Industry experts say ACH fraud is on the rise and the trend is catching banks off guard.
The Automated Clearing House (ACH) network has traditionally been considered low risk, but as it's become more widely used, criminals are targeting it more, experts said. ACH payments include direct payroll deposits, business-to-business payments and direct payment of consumer utility bills. According to the NACHA, the electronic payments association that oversees the ACH network, there were more than 18.2 billion ACH payments last year, up 1.2 million from 2007.
"It seems to be the favorite fraud target in the last few months," said Avivah Litan, vice president and distinguished analyst at Gartner Inc. "It's a big issue and there's not a lot of protection against ACH and wire fraud. Most banks counted on strong user authentication. They figure if they have a one-time password token, that it would be enough. It's not enough."
Paul Henninger, director of fraud solutions at transactional risk management software firm Actimize Inc., estimates that the company has seen about a 25% to 30% increase in attempted ACH fraud over the past year, and the rise has prompted a significant number of financial institutions to investigate more sophisticated transaction monitoring systems.
"The increase in ACH fraud is largely due to the fact that it's a more accessible payments product for retail customers, who have historically been more vulnerable to fraud due to Trojans, phishing, etc.," he said.
The ACH channel hasn't gotten as much scrutiny from banks as other channels when it comes to fraud, while the risk has increased with more checks being converted to ACH transactions, said Nick Holland, a senior analyst at Aite Group LLC, a Boston-based research and advisory firm. Plus, with big institutions using ACH to transfer funds, the damage from ACH fraud can be significant, he said, and criminals haven't missed a beat.
"The fraudsters, as always, have the upper hand," he said. "They know where the vulnerabilities are."
Originally, ACH transactions were between known parties and were preauthorized by the account holder, said Mike Urban, senior director of fraud solutions at risk analytics provider FICO. Several new types of on-demand and check conversion transactions have changed that, which has increased the risk. "Receiving financial institutions now find out about an ACH transaction as it happens, rather than before it happens," he said.
ACH fraud schemes run the gamut, experts said. One type of ACH fraud involves a criminal compromising a commercial customer's online credentials, generating an ACH file in the originator's name, and quickly withdrawing money before the true originator uncovers the fraud, said Mike Mulholand, director of fraud solution strategy at enterprise fraud management company Memento Inc. On the retail side, a fraudster steals a customer's online credentials and if the victim has automated bill pay, can add himself as a bill pay recipient.
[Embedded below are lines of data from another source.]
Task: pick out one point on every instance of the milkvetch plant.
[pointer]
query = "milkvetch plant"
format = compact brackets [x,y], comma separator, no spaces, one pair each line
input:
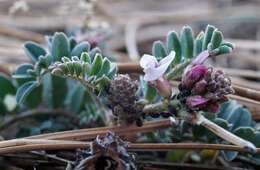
[72,76]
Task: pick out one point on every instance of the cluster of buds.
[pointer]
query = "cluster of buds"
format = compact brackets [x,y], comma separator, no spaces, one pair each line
[108,152]
[123,101]
[203,88]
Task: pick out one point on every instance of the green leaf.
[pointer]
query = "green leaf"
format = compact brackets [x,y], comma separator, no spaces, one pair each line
[216,39]
[239,117]
[246,133]
[72,43]
[223,49]
[177,71]
[60,46]
[198,44]
[96,64]
[207,37]
[7,86]
[158,50]
[34,98]
[229,155]
[80,48]
[25,90]
[176,155]
[75,98]
[226,109]
[93,53]
[187,42]
[173,44]
[113,70]
[34,51]
[54,90]
[222,123]
[149,92]
[229,44]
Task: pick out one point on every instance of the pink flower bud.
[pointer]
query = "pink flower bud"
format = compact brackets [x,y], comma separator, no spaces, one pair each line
[201,58]
[196,101]
[200,87]
[193,74]
[213,107]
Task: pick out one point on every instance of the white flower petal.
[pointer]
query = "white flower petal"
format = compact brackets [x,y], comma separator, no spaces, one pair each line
[168,59]
[148,61]
[151,74]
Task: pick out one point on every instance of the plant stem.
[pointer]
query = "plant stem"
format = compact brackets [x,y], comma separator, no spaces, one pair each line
[224,134]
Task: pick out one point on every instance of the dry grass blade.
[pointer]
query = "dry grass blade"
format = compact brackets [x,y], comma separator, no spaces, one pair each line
[246,92]
[53,145]
[89,134]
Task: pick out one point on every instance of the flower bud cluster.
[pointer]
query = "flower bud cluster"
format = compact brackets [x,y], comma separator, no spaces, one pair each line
[122,96]
[203,88]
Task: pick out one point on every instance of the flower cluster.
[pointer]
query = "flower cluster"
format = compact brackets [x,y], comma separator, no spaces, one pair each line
[122,96]
[108,152]
[203,88]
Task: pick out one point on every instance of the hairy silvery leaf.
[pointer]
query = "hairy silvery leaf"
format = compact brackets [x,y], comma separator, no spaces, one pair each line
[198,44]
[173,44]
[207,37]
[96,64]
[54,90]
[7,86]
[80,48]
[60,46]
[24,90]
[34,51]
[216,39]
[187,42]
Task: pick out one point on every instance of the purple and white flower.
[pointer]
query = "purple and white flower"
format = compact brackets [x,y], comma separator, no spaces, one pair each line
[152,68]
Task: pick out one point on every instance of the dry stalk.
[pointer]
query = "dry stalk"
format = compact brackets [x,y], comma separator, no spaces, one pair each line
[91,133]
[132,147]
[246,92]
[224,134]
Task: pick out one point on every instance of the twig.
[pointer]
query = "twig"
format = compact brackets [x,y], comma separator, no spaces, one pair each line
[37,112]
[20,142]
[224,134]
[244,100]
[241,72]
[35,147]
[54,157]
Other schemes involve company or bank insiders modifying ACH files to steal money and fraudsters making micro deposits to multiple accounts to verify valid ones, he said.
Gartner's Litan said ACH fraudsters have become more targeted in their approach and are taking the time to identify cash managers at businesses in specific geographical areas. "Now they know who the corporate cash managers are and which banks they're likely to do business with," she said. "A couple years ago it wasn't that sophisticated."
Criminals also exploit ACH for kiting schemes, similar to check kiting, Urban said. They "leverage ACH's short window on fund movement and availability ... to transact increasing dollar value ACH transactions to boost accounts and cover other accounts across financial institutions," he said. They then siphon the funds through other channels such as an ATM.
Mulholand predicts ACH fraud will inevitably grow. For the most part, both retail and commercial customers access ACH transactions through online banking, he explained. "The nexus between online banking and ACH fraud will grow stronger as more people move away from writing checks and into a true electronic payment system. Online banking will be the gateway to that electronic payment system and fraudsters will move there also."
The riskiest ACH transactions are those between two parties that don't necessarily know each other performing one-time transactions, he added, noting that's a low but growing percentage of transactions right now.
Financial institutions are very concerned about the potential for increased ACH fraud, according to survey by Aite Group of 23 North American banks and credit unions last fall. Eighty-six percent said ACH fraud will be an important or extremely important concern by 2011.
To tackle increasing ACH fraud, Aite Group's Holland said banks need to take a holistic approach to fraud management. "They need to keep up to speed with the way the criminal element is looking for loopholes and the points of least resistance," he said.
Gartner advises institutions to take a three-pronged approach: strong authentication via a token or other mechanism, fraud detection and verification of suspicious transactions through another channel.
"If you use those three together, you can really stop most of the fraud," Litan said. "But right now most banks are not prepared for this."